La fe por los bares y la nueva religiosidad

La simbiosis entre el bar y el templo es perfecta

Un camarero, preparando las mesas, todas reservadas, del bar Sacromonte, en la Plaza de Vivas Pérez.
Un camarero, preparando las mesas, todas reservadas, del bar Sacromonte, en la Plaza de Vivas Pérez. La Voz
Eduardo de Vicente
20:44 • 01 abr. 2023

Lo religioso ha dado paso a lo festivo. La Semana Santa se ha convertido en un ensayo de la feria, sin los agobios del calor y sin chiringuitos con moscas. Es una explosión de vida, un río de gente que invade las calles y no deja una mesa libre ni un hueco en los bares. Se sale en busca de la diversión, que ya no se concibe en la soledad de una iglesia a la luz de los cirios adorando una imagen, sino en la calle, saboreando ese cúmulo de sensaciones que deja una procesión mientras un camarero te sirve media ración de calamares.



La simbiosis entre el bar y el templo es perfecta. En ella se basa en gran medida el éxito de la Semana Santa, con una forma de espiritualidad que se sustenta sobre los pilares de la fiesta y del espectáculo, por encima de la fe. 



Qué pasaría si volviéramos al bando de silencio que antiguamente se emitía cada vez que llegaba el Jueves Santo y las campanas anunciaban la muerte de Jesucristo.



Entonces se cerraban los bares y los cines y se evitaban los tumultos para no provocar ruido. Aquella forma medieval de concebir la religiosidad también llenaba las calles y las familias se divertían recorriendo las estaciones, visitando las iglesias y permitiéndose el pequeño lujo que entonces suponía pasar por el mostrador de una confitería y comprar un papelón de pasteles para esperar el milagro de la Resurrección. De aquella Semana Santa de hace sesenta años apenas han quedado huellas. Los tronos salían con ruedas y los costaleros eran jóvenes estudiantes desmotivados que contrataban por horas para que fueran empujando debajo. De aquel costalero sin fe  al actual hay un abismo. Se ha pasado del anonimato más absoluto al estrellato, de la frialdad del costalero de paga y bocadillo a la pasión del costalero comprometido de ahora. 



La irrupción del fenómeno costalero ha sido el motor que ha transformado la Semana Santa de Almería porque ha servido para llenar de juventud los templos y para crear una moda que ha hecho escuela. Los niños juegan a ser costaleros como antes jugábamos a ser porteros de fútbol o policías como los que veíamos en las películas. Si de pronto suprimiéramos los costaleros y volviéramos a los tronos con ruedas, la Semana Santa caería en picado como lo hizo a comienzos de los años setenta, cuando hubo un año en el que solo salió a la calle una cofradía y la juventud no se vestía de penitente ni dándole una paga.



Es verdad que esta nueva forma de concebir la Pasión de Jesucristo nos ha alejado de nuestras raíces, de aquellas formas austeras de vivir la Semana Santa basadas en el recogimiento.
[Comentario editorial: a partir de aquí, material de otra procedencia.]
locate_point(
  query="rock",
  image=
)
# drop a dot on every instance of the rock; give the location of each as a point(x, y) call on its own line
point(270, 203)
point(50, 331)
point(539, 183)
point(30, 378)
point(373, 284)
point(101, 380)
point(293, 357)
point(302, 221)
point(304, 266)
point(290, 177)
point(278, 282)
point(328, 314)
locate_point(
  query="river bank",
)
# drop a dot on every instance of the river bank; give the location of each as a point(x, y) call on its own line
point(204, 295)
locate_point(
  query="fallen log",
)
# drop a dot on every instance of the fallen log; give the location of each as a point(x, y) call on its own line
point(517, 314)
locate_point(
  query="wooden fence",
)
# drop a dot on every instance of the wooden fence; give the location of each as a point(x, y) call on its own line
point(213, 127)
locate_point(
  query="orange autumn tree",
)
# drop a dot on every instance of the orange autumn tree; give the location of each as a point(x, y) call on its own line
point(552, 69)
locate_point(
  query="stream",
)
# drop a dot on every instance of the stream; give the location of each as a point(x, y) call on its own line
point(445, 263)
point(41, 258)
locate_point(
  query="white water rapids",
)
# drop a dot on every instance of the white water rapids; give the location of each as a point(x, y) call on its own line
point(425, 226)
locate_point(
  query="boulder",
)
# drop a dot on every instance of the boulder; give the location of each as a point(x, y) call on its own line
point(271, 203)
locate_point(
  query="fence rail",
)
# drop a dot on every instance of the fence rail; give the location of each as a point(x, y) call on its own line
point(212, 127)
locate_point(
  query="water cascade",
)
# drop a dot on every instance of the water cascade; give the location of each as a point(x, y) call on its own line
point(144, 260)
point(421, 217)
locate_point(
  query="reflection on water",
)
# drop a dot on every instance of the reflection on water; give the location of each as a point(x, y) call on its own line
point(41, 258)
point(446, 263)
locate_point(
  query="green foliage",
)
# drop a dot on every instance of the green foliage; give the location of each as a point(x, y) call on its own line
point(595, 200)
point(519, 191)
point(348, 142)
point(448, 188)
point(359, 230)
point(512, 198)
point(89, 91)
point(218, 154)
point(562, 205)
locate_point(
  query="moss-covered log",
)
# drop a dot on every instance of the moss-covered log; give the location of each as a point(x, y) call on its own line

Es verdad que hemos copiado de Sevilla hasta el acento de los capataces a la hora de dar las órdenes al grupo, pero el invento ha resultado un éxito y ha calado hondo, transformando el fondo y la forma hasta crear una nueva espiritualidad que ya no se nutre exclusivamente del silencio de una capilla y de la mirada de una Virgen iluminada por las sombras de una vela.



La fe ha salido de los templos, se ha derramado por la calle y está presente desde un mes antes cuando en los escaparates empiezan a aparecer los roscos y la leche frita. La nueva fe es tan versátil que lo mismo te la  encuentras detrás del Cristo de la Escucha que en una tapa de gambas en la terraza de un bar.